As of November this culture of Fancy Coffee was relevant to 87.5 Americans.



Back to the future


But something has drastically changed, when we look at the culture of fancy coffee today. Now, the culture is dominated by concerns related to price.


Consumers are associating concerns with their food budget, their grocery budget and the monthly cost of feeding themselves and their families with the exact same trend of Fancy Coffee.



The pampering and sophistication of enjoying a proper coffee with tasting notes has all but disappeared and been replaced with a desire of the consumer to make “their own damn food” and “brew their own coffee".


This has expanded the number of consumers who are engaging with the culture of fancy coffee from 87.5 million in November to 97.4 million in the present.




But this does not mean consumers are buying more fancy coffee.


It means that more consumers have begun to increasingly question the purpose of fancy coffee and what it means in culture.

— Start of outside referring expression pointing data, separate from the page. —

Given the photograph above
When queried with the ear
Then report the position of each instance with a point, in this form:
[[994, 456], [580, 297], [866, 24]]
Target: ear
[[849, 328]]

And as we can see in the dominant topics, it is being associated with adding stress and pressure to a person's ability to feed themselves and budget for meals.

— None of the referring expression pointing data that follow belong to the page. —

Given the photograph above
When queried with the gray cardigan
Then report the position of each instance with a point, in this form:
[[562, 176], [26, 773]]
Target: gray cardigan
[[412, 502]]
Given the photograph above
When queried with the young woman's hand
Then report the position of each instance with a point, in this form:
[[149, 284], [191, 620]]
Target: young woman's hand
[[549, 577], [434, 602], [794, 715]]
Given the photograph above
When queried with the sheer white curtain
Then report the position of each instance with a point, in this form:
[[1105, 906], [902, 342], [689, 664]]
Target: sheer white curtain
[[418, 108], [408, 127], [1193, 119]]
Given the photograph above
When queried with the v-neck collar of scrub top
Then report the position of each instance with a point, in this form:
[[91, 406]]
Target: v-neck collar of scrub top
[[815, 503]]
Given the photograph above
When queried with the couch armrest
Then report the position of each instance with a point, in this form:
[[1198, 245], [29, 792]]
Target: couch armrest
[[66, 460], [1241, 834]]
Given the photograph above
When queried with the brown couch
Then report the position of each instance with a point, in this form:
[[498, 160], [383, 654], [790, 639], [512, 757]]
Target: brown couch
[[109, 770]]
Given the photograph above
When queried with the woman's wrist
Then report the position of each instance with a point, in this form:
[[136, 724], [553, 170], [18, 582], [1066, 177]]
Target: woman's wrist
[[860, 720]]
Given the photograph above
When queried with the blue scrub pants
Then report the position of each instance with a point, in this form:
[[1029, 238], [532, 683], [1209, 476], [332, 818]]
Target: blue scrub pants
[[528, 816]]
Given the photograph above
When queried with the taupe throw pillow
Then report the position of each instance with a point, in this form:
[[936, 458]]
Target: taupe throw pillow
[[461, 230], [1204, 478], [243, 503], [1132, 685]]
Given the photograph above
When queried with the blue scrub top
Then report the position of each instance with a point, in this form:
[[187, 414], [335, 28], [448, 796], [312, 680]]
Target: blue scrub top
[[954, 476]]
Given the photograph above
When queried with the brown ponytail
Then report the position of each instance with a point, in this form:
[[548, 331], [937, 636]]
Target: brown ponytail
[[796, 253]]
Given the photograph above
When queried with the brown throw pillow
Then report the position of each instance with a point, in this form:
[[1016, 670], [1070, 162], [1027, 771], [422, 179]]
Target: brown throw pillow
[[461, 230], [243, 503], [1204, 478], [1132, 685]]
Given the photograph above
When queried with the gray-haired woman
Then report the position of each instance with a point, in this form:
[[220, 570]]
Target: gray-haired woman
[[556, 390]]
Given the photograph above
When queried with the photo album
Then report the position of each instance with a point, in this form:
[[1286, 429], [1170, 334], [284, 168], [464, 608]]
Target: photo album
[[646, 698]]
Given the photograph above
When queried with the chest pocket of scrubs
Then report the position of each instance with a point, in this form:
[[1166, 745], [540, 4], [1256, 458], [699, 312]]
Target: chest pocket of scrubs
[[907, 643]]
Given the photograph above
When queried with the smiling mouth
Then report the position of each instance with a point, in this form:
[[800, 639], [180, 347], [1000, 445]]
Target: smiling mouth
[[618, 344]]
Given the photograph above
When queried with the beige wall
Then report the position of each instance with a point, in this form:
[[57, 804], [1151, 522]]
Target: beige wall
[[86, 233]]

This growing trend is a negative one for a brand like Starbucks that needs to be countered.


The rise of “Own Coffee” Culture


As cultural anthropologists, our job is to follow the breadcrumbs left behind by the consumer to determine where culture is headed.


In this instance, we clearly saw that making one’s “own coffee” was dominant, back in November, but the emergence of the pandemic has poured gas on the proverbial fire.

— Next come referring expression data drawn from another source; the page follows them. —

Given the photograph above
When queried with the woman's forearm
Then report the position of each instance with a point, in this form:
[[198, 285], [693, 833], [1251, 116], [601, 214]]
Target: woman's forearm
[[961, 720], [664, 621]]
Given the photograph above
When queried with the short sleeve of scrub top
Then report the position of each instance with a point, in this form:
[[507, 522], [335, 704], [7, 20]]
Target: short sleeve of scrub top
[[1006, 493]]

Because our platform is agile, it allows us to search any and all topics that consumers are naturally linking to trends that are important to our business.

So how important and expansive is “own coffee” culture?


Well for starters, this culture was only relevant to 82.6 million consumers pre-COVID.


Today, the culture is relevant to 108 million consumers.


And predicted to grow by another 13.9% in the next 12-24 months.


But more importantly, when we look at the meanings that consumers are linking with this idea of “own coffee”, we can see that this entire culture is driven by DIY consumers looking to recreate the Starbucks experience (or something better), in the comfort of their own home.


They are looking to find their own “espresso machines”, “Keurig” and “Nespresso machines”. They are exploring the importance of finding their “own beans” that suit their liking and that they can use to make “high quality coffee” at home. And they are looking to educate themselves on ways to achieve this with convenience (remember, this isn't the coffee connoisseur who wants to spend 7 minutes making the perfect cappuccino).


We can see that “local coffee shops” are being used to educate and engage with experts to learn what to try and how to improve their craft of making a great cup of coffee or latte at home. All in the context of achieving coffee shop like results comfortably and in a more affordable manner.



Conclusion:


As LaVine pointed out in his article referenced above, Starbucks is historically more sensitive to economic slowdowns than most other fast-casual dining chains. Which makes sense. When fiscally challenged, coffee lovers don’t give up coffee. They simply trade down driving growth of brands like Dunkin’ and McDonalds.


This occurred during the 2008 economic crisis. But when the crisis was over, consumers returned to Starbucks in large numbers.


The challenge in this downturn, is that while consumers are trying to trade down on price, they are trying to hack ways to maintain the quality they have come to enjoy. This is opening up DIY and home solutions to a brand new group of consumers, and driving many consumers to discover a broader range of technologies, beans, and flavor profiles available to be experienced in the comfort of their homes.


Combine this with the potential long-term abandonment of the traditional workspace, and how Starbucks' heavy dependence on urban office customers may never return to the levels we saw in 2019, and the road ahead will be difficult.